The 2,500-Question Exam Designed to Stump Every AI

What happened: A global consortium of nearly 1,000 researchers has published "Humanity's Last Exam" (HLE) — a 2,500-question benchmark spanning mathematics, natural sciences, humanities, and ancient languages — designed to test the outer limits of current AI capability. The paper was published in Nature.

Why it matters: Every question was pre-tested against leading AI models; any question a model could answer was removed. Early scores ranged from 2.7% (GPT-4o) to just 8% (OpenAI o1). More recent frontier models, including Gemini and Claude, have since climbed to around 40–50% accuracy.

Wider context: The benchmark was created because existing AI evaluations — including the widely used MMLU — have effectively been saturated by modern models, making meaningful capability measurement difficult. Without reliable benchmarks, policymakers and developers risk misreading what AI systems can actually do.

Background: HLE was conceived by Dan Hendrycks, director of the Center for AI Safety, after a conversation with Elon Musk about the inadequacy of existing benchmarks. Questions were crowdsourced from subject matter experts worldwide, with a $500,000 prize pool incentivising top contributions. A private question set is maintained to prevent models from memorising answers.

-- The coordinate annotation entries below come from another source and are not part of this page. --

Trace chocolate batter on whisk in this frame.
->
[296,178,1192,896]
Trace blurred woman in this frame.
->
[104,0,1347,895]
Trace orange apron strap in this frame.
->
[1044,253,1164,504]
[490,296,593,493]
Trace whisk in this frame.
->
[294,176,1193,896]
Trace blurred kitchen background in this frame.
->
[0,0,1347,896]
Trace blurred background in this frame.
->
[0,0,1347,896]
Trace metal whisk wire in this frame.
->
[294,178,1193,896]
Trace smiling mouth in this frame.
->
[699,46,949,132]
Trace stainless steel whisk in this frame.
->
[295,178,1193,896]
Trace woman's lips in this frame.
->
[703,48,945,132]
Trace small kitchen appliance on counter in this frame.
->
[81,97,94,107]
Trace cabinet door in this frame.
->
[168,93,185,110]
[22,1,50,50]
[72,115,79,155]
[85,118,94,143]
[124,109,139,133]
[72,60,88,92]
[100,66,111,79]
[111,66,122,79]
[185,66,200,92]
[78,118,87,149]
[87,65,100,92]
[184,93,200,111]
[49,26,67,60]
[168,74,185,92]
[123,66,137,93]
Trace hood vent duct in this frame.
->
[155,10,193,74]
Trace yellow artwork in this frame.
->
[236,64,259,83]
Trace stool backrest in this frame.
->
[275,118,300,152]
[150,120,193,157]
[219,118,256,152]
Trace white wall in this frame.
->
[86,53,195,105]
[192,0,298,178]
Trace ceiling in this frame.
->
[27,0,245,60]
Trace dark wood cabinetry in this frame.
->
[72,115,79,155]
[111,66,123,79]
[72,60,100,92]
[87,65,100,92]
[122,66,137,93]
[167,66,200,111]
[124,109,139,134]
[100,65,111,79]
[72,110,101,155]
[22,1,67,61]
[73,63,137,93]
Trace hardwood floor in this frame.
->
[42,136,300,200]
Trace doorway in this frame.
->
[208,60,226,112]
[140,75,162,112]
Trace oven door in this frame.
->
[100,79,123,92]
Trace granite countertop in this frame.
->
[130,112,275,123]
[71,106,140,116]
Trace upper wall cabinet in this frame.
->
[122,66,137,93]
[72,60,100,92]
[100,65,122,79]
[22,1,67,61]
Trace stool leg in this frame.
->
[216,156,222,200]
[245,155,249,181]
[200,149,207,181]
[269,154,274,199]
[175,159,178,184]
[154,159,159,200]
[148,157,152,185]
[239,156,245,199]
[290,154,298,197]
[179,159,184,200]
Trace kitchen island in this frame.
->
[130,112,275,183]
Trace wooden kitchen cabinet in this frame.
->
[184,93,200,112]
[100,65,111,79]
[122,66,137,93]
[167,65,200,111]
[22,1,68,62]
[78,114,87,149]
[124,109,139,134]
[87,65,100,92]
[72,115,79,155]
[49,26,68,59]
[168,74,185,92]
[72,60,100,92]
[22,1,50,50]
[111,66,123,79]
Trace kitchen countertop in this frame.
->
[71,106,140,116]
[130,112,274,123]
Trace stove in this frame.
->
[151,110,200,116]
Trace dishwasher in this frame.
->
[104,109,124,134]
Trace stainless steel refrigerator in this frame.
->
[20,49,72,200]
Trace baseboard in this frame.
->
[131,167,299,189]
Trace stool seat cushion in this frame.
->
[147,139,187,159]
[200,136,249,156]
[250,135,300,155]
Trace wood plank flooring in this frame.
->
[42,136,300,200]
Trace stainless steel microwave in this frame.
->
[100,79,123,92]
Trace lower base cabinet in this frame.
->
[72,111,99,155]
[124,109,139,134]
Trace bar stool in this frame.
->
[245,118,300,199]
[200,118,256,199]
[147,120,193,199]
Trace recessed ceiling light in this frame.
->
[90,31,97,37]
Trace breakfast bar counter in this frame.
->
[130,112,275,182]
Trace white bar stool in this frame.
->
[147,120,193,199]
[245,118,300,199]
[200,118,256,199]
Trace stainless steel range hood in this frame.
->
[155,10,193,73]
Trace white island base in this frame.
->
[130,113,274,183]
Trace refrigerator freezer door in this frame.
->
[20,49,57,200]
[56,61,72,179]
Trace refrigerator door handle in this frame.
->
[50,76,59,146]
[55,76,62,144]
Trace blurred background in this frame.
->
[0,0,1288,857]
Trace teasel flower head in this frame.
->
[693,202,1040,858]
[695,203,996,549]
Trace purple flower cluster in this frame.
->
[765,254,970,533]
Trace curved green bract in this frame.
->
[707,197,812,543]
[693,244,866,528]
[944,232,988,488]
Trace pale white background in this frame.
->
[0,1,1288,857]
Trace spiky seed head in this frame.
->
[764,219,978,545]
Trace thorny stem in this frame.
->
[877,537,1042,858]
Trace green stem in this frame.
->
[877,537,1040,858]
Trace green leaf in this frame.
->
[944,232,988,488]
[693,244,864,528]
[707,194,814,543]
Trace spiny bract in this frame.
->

Don’t Panic Yet: Humanity’s Last Exam Has Begun — SciTechDaily

Singularity Soup Take: The jump from under 10% to roughly 45% in under a year is the real story — HLE was designed as a long-term yardstick, but it's being compressed far faster than its creators anticipated, which raises the obvious question of what comes after.

Key Takeaways:

Designed to defeat AI: Every HLE question was pre-screened by leading models — only questions that defeated current AI made the cut, making it the most rigorous expert-level capability benchmark yet published.
Models closing the gap fast: Top scores have risen from under 10% to approximately 40–50% for frontier models, raising questions about how long the benchmark will remain a meaningful upper bound.
Scale of collaboration: Nearly 1,000 researchers from across disciplines contributed, with one Texas A&M professor alone authoring 73 questions — the second-highest contribution — covering mathematics and computer science.
Data quality concerns: An independent 2025 investigation by FutureHouse suggested around 30% of chemistry and biology answers may be incorrect; the benchmark team partially confirmed the findings and is pursuing a revision process.